On Thu, Jun 21, 2012 at 7:00 AM, George Giorgidze
Regarding antisymmetry, if I also define
instance Ord Foo where (==) = (==) `on` a
then would that count as satisfying the law?
Probably, you mean here Eq instead of Ord.
If a <= b and b <= a then a = b (antisymmetry)
It all depends on what one means by "=". Opinions differ on this, see [1]. If we mean "==", which is a function to Bool, from the Eq class, then it does satisfy the antisymmetry law.
But in this case, the question arises what are the laws that Eq instances should satisfy.
Should it be that x == y implies x = y? But once again what does "=" mean here. It depends on who you ask (once again see [1]).
These nits don't need to be picked. The theory of equivalence relations is extremely well understood. This is a topic covered by the sophomore mathematics level.
But, my opinion is that if you can write a pure function f that can tell them apart (i.e., f x /= f y), I find it a very strange notion of equality.
There's your problem.

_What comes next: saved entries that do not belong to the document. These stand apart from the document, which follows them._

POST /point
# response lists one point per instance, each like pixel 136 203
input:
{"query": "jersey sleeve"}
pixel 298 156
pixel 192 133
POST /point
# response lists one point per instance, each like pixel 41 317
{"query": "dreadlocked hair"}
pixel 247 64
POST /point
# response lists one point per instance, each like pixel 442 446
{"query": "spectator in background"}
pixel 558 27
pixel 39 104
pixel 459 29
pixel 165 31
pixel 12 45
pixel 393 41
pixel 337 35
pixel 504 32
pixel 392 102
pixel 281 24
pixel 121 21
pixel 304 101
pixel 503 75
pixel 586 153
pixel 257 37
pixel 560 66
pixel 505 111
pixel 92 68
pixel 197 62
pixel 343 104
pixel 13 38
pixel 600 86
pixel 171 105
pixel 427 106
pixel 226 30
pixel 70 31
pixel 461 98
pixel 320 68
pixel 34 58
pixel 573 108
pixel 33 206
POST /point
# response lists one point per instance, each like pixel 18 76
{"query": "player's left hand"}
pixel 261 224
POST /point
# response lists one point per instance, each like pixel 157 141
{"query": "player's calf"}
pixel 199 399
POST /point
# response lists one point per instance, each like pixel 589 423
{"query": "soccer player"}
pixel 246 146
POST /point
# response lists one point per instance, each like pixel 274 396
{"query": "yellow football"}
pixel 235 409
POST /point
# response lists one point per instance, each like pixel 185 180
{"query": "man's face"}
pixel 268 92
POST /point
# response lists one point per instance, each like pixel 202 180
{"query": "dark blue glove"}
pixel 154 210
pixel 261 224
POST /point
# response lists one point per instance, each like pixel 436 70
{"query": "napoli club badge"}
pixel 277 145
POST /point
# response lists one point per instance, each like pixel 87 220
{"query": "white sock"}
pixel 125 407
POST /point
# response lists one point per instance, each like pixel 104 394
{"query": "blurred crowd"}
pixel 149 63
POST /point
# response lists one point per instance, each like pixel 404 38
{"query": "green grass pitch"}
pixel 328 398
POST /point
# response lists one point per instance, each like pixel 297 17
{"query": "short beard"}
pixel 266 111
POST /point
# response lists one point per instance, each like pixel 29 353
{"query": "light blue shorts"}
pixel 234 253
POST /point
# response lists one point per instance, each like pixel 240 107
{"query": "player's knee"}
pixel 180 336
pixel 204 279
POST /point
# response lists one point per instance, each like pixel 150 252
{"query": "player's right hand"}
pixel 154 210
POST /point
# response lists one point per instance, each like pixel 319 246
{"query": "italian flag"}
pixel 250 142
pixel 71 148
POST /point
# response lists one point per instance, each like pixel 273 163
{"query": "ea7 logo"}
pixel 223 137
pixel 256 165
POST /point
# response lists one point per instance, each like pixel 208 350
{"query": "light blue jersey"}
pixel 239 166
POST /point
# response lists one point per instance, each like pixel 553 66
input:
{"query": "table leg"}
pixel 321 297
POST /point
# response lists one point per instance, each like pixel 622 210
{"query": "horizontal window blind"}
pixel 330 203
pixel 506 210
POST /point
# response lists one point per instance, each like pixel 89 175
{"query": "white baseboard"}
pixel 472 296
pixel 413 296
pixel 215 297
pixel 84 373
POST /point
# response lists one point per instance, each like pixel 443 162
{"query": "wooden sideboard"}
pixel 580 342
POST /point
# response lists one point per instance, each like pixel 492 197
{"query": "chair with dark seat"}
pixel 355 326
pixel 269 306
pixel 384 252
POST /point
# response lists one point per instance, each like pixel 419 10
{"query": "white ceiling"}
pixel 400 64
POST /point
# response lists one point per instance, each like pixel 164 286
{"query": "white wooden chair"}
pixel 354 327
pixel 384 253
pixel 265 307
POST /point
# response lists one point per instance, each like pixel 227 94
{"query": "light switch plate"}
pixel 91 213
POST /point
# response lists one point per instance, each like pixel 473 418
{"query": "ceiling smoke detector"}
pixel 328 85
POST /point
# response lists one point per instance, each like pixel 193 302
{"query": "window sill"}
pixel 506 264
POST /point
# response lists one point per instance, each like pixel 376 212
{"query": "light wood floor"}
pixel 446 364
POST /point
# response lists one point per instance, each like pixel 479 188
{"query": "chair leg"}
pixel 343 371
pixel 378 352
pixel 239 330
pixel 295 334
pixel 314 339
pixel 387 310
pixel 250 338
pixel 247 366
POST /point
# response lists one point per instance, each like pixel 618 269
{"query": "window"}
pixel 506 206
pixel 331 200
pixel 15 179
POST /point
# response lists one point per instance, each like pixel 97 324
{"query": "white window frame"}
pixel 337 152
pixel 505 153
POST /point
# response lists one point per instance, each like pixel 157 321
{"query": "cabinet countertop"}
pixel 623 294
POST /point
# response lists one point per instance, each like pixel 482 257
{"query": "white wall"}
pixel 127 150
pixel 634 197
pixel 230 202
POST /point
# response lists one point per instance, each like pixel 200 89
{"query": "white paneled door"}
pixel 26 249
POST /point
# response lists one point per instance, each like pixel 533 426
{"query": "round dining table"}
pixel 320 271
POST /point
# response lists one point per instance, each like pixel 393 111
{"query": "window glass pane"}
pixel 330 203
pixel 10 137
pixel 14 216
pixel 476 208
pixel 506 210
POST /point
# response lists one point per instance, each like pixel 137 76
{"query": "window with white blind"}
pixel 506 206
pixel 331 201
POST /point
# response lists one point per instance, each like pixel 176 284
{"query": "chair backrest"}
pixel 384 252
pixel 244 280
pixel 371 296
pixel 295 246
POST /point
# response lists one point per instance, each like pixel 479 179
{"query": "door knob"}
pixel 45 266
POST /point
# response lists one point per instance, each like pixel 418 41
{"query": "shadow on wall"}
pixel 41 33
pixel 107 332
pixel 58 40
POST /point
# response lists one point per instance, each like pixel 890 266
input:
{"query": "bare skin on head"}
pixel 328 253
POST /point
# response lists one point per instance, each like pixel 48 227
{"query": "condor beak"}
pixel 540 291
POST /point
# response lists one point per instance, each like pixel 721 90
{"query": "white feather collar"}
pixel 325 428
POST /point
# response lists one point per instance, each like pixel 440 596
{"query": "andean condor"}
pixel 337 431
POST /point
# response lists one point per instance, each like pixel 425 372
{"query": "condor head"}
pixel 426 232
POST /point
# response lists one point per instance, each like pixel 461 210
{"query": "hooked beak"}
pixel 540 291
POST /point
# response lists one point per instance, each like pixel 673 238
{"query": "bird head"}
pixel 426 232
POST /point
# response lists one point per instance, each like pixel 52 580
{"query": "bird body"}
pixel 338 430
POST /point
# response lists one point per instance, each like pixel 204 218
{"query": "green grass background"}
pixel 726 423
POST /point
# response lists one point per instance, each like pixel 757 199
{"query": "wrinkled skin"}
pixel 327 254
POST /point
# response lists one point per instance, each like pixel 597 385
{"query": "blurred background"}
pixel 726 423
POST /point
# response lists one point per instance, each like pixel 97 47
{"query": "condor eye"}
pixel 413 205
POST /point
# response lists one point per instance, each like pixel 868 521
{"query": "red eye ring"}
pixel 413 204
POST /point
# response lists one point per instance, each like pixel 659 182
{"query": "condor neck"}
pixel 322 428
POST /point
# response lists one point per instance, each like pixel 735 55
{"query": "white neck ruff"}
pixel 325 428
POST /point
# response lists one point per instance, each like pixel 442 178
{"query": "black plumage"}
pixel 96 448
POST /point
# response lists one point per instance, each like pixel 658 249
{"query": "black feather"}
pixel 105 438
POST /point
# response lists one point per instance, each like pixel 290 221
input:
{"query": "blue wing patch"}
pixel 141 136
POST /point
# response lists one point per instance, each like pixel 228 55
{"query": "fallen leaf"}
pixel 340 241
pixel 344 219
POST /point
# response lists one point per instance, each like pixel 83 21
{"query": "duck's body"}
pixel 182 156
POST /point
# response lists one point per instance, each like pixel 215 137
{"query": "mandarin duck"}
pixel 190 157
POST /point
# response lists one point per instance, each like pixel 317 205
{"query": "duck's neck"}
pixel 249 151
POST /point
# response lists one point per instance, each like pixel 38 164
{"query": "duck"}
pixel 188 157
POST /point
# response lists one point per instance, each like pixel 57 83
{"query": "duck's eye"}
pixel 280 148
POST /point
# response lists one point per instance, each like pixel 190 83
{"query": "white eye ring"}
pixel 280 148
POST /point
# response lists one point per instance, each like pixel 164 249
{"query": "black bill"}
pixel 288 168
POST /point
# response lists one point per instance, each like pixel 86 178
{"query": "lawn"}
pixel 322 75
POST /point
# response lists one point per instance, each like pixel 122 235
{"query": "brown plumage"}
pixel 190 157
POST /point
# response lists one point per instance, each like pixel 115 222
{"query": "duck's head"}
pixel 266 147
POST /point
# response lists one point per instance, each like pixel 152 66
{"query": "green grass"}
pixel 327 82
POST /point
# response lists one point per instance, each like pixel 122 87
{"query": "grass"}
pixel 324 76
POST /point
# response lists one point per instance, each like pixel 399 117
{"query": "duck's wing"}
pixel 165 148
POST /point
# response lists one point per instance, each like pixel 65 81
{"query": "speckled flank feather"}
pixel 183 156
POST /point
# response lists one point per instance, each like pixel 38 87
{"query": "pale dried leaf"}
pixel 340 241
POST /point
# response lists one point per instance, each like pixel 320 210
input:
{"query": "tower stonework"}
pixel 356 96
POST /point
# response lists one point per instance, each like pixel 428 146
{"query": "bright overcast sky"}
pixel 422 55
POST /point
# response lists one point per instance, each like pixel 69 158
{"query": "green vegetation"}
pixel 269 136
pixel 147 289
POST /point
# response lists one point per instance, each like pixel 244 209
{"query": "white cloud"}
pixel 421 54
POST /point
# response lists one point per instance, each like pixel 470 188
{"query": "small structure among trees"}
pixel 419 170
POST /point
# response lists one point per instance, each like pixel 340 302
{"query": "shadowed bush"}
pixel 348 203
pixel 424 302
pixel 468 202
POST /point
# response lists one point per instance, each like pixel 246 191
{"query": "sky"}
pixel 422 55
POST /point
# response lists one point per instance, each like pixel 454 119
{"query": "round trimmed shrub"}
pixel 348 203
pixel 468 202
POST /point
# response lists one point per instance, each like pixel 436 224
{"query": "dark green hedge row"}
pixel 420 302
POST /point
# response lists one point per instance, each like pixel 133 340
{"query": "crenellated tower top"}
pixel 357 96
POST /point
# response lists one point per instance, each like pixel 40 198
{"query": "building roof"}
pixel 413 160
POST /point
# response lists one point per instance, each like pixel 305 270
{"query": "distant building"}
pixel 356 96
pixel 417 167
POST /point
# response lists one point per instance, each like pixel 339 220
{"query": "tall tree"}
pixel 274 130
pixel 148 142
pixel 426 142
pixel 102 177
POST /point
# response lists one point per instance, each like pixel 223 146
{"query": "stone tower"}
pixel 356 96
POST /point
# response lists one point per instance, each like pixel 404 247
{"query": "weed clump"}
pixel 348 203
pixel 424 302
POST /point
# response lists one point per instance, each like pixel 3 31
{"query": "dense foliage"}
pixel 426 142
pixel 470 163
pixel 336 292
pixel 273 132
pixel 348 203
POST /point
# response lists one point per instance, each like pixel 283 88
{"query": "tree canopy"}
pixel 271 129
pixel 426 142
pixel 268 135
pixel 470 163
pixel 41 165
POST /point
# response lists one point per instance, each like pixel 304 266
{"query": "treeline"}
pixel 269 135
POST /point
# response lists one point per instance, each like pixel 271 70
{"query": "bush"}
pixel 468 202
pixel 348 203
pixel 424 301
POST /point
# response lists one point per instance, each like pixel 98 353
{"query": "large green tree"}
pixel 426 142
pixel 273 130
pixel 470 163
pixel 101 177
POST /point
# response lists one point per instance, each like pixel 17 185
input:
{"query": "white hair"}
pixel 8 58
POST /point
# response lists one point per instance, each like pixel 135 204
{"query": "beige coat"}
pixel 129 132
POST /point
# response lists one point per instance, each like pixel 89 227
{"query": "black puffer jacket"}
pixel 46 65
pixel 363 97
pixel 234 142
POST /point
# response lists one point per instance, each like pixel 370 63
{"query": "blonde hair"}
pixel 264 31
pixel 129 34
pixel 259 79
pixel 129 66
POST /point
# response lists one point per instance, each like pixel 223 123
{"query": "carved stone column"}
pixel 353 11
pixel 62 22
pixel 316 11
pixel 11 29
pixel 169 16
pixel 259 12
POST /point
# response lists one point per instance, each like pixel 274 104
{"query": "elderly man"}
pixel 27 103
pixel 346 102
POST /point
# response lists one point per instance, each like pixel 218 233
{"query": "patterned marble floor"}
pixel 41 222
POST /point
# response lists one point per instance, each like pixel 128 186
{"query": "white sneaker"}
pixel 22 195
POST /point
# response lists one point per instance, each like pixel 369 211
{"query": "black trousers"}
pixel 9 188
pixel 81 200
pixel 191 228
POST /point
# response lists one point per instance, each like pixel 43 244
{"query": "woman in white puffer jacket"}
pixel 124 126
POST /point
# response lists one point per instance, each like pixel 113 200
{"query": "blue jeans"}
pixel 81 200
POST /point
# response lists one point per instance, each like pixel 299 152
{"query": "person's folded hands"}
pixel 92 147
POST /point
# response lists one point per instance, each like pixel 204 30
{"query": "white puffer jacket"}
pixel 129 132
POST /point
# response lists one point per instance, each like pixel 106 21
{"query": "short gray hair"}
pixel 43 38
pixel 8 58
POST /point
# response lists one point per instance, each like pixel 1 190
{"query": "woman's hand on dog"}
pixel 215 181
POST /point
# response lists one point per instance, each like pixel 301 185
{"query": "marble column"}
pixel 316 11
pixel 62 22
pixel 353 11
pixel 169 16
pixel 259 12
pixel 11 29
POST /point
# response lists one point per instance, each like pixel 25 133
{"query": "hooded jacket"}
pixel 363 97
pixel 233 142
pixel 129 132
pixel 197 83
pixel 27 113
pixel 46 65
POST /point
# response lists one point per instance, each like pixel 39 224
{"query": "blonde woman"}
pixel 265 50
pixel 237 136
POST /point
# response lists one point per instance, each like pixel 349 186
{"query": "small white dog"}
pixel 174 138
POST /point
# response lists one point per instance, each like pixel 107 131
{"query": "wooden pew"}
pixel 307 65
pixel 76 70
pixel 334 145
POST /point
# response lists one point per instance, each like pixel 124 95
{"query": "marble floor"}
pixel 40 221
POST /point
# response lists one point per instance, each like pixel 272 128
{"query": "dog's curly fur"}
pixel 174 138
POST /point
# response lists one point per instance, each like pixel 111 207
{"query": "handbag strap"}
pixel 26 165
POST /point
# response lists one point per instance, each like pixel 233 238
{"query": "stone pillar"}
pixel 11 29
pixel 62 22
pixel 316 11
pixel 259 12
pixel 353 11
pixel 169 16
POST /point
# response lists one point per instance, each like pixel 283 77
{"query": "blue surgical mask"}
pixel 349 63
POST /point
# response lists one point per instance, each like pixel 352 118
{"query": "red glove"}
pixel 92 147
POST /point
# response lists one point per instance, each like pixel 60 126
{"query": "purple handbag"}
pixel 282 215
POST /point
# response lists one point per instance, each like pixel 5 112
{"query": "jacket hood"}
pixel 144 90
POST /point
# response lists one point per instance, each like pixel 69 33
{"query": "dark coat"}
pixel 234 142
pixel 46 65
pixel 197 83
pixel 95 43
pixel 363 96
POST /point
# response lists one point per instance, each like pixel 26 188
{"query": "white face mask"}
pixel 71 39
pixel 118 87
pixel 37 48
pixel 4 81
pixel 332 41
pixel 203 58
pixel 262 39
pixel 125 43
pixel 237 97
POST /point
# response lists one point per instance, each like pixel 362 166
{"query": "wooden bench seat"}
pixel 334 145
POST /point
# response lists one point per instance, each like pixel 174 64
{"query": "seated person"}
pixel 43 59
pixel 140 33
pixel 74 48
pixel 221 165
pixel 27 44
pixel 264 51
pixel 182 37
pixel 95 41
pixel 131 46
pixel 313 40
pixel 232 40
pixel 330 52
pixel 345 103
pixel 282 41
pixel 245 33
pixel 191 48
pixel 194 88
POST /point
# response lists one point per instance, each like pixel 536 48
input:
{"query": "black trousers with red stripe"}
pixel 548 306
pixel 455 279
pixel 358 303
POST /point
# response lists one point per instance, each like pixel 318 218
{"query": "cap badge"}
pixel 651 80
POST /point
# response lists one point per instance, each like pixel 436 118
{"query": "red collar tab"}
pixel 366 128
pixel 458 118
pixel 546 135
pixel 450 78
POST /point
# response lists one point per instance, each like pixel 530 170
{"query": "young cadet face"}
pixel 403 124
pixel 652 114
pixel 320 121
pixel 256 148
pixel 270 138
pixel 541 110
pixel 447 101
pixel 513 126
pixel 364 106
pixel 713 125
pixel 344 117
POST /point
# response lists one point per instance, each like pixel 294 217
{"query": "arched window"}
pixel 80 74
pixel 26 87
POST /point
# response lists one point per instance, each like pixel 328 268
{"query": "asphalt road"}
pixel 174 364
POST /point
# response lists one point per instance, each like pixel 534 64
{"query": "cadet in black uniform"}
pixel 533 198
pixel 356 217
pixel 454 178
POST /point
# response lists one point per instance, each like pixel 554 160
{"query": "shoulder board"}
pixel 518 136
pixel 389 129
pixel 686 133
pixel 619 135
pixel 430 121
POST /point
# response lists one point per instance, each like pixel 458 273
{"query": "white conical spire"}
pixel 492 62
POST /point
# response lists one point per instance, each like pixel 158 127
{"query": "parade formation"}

It is straight-forward to generate an equivalence relation that can tell things apart with respect to a different equivalence relation. Equivalence relations do not need to agree! If you really want to keep distinct equivalence relations apart semantically, just use a newtype wrapper to explicitly "name" the relation.
I am not saying that this is a trivial undertaking, but would be a more principled approach. It would require the Haskell community and, especially, standard library and language specification developers to agree on a suitable notion of equality that Eq instances should satisfy.
That has already happened. A relation merely has to satisfy the equivalence relation axioms.